7. A report that many apples contain a cancer-causing preservative called Alar apparently had little effect on consumers. Few consumers planned to change their apple-buying habits as a result of the report. Nonetheless, sales of apples in grocery stores fell sharply in March, a month after the report was issued.
Which of the following, if true, best explains the reason for the apparent discrepancy described above?
(A) In March, many grocers removed apples from their shelves in order to demonstrate concern about their customers’ health.
(B) Because of a growing number of food-safety warnings, consumers in March were indifferent to such warnings.
(C) The report was delivered on television and also appeared in newspapers.
(D) The report did not mention that any other fruit contains Alar, although the preservative is used on other fruit.(A)
(E) Public health officials did not believe that apples posed a health threat because only minute traces of Alar were present in affected apples.
8. A new law gives ownership of patents—documents providing exclusive right to make and sell an invention—to universities, not the government, when those patents result from government-sponsored university research. Administrators at Logos University plan to sell any patents they acquire to corporations in order to fund programs to improve undergraduate teaching.
Which of the following, if true, would cast most doubt on the viability of the college administrators’ plan described above?
(A) Profit-making corporations interested in developing products based on patents held by universities are likely to try to serve as exclusive sponsors of ongoing university research projects.

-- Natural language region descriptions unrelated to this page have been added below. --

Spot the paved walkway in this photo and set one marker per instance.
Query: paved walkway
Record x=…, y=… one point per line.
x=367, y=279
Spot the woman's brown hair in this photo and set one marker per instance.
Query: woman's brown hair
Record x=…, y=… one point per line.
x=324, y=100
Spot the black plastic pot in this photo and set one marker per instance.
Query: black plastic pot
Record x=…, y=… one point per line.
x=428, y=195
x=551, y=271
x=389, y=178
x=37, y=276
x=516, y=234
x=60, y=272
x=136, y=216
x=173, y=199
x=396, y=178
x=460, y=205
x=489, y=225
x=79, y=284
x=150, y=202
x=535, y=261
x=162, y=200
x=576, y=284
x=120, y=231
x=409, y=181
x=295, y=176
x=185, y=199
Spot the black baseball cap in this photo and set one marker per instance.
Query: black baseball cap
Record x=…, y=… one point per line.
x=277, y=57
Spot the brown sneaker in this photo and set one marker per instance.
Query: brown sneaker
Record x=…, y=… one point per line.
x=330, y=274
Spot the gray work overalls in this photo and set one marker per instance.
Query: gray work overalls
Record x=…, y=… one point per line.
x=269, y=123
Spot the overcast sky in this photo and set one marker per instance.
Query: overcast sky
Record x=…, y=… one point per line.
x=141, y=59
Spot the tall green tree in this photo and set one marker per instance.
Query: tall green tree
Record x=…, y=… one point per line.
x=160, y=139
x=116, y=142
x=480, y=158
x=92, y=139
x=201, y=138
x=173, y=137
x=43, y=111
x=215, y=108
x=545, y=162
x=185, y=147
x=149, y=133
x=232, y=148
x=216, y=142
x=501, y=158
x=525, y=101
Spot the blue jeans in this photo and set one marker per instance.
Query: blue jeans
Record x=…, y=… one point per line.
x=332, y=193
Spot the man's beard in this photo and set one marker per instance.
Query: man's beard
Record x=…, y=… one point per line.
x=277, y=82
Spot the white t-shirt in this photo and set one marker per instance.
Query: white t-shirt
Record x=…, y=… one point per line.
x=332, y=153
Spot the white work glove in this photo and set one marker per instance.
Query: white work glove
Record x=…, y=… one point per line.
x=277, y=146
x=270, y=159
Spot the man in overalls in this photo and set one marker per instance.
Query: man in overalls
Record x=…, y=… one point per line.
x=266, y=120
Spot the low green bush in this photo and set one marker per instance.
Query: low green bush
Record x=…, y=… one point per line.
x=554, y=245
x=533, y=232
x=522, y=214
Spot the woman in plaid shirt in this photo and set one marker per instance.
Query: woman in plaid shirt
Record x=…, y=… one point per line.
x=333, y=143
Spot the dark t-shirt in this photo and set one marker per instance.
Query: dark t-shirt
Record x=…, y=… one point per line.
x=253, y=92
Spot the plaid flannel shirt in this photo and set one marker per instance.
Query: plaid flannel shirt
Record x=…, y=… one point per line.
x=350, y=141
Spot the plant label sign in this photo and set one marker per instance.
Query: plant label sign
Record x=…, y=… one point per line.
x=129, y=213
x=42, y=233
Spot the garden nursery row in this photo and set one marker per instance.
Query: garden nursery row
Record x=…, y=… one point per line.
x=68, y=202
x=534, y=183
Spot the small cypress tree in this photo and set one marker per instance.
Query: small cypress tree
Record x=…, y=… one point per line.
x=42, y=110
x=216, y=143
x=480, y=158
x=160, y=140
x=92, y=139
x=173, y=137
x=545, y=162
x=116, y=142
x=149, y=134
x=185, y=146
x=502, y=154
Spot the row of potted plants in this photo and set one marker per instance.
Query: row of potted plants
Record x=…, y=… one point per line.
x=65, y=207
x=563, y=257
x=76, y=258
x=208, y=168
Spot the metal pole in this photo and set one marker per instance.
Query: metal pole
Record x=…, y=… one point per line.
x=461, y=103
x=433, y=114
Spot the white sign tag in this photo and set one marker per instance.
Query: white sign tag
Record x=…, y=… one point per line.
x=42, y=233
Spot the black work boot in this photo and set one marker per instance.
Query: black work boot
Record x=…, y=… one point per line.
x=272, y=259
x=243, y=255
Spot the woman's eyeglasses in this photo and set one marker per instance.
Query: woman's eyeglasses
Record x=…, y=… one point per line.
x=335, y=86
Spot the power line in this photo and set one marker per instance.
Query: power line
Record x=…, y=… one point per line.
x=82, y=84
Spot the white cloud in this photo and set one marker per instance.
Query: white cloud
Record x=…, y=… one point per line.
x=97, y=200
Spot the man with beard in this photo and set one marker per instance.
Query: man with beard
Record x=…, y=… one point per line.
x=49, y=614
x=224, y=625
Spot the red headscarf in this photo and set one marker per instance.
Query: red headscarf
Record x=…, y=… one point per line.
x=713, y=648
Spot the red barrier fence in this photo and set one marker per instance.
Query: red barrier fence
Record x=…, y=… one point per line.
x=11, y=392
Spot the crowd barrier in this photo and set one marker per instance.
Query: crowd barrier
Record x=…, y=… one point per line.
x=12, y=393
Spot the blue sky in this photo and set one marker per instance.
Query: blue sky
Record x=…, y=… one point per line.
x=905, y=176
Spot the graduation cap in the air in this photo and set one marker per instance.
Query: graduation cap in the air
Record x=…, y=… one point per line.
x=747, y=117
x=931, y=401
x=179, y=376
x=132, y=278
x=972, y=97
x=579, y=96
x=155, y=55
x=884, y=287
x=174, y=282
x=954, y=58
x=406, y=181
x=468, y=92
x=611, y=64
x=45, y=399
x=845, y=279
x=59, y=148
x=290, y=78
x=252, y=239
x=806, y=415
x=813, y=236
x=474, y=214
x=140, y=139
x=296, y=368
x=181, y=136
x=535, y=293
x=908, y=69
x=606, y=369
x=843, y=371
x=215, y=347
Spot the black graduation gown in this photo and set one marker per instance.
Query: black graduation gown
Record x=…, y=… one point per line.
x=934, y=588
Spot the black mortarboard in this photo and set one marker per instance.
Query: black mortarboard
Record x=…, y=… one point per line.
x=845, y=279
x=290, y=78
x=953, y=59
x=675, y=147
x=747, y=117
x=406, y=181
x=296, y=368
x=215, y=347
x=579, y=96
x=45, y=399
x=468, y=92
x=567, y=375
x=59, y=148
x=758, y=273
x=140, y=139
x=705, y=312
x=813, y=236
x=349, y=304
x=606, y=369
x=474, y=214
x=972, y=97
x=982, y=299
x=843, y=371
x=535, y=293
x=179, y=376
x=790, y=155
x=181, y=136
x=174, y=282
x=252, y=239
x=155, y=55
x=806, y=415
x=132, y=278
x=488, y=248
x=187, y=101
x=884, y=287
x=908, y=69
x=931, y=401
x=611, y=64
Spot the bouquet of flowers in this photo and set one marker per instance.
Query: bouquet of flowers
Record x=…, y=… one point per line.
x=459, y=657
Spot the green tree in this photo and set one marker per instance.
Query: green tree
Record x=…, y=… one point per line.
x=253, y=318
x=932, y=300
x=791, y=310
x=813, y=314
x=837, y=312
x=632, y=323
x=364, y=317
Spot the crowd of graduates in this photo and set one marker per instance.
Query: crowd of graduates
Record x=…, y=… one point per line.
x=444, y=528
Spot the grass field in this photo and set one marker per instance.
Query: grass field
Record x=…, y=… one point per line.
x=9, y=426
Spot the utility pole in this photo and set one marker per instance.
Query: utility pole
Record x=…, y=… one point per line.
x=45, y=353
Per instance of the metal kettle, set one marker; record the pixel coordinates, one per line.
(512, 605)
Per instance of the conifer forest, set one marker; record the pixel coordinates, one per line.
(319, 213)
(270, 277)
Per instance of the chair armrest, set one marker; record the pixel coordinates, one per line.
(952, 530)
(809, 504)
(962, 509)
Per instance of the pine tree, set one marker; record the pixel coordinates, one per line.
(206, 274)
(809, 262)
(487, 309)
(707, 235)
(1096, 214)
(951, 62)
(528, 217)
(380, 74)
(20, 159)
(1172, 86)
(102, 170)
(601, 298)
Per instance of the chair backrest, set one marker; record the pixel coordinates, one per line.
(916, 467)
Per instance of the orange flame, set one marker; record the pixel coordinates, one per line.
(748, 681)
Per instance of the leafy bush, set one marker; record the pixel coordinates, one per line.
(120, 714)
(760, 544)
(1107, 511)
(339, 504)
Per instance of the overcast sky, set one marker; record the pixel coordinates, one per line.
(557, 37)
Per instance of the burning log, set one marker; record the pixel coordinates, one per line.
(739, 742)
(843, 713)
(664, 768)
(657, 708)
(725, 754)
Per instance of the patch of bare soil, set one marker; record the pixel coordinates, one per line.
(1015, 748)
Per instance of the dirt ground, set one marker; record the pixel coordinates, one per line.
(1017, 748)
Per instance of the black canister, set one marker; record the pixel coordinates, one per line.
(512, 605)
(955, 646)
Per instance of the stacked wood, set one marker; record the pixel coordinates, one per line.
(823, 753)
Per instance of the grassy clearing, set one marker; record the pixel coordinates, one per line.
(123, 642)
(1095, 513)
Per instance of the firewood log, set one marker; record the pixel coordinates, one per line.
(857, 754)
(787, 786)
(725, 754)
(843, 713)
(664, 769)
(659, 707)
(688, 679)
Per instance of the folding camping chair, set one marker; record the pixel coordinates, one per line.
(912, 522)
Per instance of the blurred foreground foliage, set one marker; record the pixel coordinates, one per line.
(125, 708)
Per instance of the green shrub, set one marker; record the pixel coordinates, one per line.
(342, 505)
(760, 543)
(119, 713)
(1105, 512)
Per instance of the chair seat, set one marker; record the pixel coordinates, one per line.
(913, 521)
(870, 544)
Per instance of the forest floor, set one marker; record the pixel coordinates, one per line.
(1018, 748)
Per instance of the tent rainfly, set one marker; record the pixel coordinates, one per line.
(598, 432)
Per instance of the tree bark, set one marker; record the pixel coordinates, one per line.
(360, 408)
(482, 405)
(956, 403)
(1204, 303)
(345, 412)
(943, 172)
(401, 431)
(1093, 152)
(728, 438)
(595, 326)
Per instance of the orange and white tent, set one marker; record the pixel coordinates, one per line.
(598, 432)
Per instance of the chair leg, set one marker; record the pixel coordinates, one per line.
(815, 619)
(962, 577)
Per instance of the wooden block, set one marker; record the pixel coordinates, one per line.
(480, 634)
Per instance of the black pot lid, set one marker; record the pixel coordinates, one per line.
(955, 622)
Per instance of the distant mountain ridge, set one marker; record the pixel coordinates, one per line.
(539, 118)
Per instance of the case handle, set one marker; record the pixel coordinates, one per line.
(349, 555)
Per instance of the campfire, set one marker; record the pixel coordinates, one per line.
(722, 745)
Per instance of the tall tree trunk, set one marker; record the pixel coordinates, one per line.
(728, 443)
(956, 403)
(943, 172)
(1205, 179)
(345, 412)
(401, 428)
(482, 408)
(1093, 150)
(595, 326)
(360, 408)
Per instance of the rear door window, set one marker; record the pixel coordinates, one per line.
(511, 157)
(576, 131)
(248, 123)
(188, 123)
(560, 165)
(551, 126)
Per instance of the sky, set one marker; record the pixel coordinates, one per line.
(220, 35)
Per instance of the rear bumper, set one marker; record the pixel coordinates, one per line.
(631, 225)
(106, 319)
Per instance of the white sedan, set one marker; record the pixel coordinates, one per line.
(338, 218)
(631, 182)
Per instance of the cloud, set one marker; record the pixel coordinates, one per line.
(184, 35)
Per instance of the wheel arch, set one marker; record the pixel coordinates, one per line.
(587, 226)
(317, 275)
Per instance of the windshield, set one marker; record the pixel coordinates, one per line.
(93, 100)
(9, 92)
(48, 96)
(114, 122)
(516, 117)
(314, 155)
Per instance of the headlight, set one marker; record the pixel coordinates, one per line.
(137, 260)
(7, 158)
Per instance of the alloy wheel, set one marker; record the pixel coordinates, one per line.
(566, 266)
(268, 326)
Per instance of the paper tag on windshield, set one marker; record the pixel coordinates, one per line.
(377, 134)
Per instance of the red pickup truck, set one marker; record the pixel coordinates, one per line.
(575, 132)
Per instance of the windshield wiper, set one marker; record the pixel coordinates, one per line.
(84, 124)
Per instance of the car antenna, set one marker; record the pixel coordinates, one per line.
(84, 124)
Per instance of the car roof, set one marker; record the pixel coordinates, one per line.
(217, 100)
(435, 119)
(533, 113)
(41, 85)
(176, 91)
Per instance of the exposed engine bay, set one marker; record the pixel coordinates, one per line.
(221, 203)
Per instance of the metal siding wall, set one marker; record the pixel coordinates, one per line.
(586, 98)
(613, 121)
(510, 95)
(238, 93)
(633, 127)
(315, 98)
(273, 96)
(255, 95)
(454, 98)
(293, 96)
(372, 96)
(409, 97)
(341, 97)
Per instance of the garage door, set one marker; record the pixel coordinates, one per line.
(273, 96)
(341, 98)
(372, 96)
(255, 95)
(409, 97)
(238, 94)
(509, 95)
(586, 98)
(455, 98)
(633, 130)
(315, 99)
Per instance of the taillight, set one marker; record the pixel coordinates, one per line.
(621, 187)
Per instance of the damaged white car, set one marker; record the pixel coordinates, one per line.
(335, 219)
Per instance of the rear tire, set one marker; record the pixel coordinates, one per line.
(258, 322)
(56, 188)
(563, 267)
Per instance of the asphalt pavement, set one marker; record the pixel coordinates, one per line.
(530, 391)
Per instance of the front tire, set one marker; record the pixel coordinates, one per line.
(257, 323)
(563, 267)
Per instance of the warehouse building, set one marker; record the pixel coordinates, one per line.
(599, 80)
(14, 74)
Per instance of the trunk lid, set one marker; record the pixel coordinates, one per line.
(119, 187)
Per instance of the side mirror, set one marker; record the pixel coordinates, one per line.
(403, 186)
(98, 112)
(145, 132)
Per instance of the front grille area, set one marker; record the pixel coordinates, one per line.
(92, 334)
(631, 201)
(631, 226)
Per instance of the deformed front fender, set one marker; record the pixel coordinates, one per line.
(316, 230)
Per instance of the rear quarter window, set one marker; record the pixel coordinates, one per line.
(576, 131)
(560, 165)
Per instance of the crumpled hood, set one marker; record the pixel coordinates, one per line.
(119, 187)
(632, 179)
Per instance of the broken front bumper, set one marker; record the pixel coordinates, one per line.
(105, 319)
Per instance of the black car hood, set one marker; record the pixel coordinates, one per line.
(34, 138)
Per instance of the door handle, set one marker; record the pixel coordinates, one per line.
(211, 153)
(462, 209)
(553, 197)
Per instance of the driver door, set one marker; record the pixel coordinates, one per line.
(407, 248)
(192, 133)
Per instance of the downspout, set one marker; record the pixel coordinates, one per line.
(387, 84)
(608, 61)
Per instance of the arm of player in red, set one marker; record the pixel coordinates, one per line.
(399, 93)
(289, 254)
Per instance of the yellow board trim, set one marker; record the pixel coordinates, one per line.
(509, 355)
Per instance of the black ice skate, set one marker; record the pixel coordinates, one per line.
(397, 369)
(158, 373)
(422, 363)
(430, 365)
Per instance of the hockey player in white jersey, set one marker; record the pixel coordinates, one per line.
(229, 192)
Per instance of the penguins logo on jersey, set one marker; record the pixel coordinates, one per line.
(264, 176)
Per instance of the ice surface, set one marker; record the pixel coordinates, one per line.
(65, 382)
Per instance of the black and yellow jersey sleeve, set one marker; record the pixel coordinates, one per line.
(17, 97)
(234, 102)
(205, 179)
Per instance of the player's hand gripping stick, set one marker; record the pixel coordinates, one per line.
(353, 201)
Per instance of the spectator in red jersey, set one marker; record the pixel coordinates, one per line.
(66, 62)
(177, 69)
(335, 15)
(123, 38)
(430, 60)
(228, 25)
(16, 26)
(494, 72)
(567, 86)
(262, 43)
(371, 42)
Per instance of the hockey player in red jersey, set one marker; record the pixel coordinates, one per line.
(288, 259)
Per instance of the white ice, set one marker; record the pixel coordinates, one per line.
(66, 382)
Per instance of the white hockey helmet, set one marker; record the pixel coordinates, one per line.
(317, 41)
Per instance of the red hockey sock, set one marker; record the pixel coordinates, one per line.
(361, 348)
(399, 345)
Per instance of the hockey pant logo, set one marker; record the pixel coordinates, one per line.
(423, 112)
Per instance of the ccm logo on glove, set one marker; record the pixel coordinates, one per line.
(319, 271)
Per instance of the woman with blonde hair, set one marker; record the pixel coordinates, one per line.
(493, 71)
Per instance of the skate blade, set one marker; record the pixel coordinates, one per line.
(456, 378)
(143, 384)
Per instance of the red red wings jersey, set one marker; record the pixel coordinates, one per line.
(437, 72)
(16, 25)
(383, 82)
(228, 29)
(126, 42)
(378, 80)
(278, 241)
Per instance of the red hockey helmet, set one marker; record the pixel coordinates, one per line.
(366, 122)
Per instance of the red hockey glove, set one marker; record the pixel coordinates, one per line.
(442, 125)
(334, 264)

(B) Corporate sponsors of research in university facilities are entitled to tax credits under new federal tax-code guidelines.
(C) Research scientists at Logos University have few or no teaching responsibilities and participate little if at all in the undergraduate programs in their field.
(D) Government-sponsored research conducted at Logos University for the most part duplicates research already completed by several profit-making corporations.(D)
(E) Logos University is unlikely to attract corporate sponsorship of its scientific research.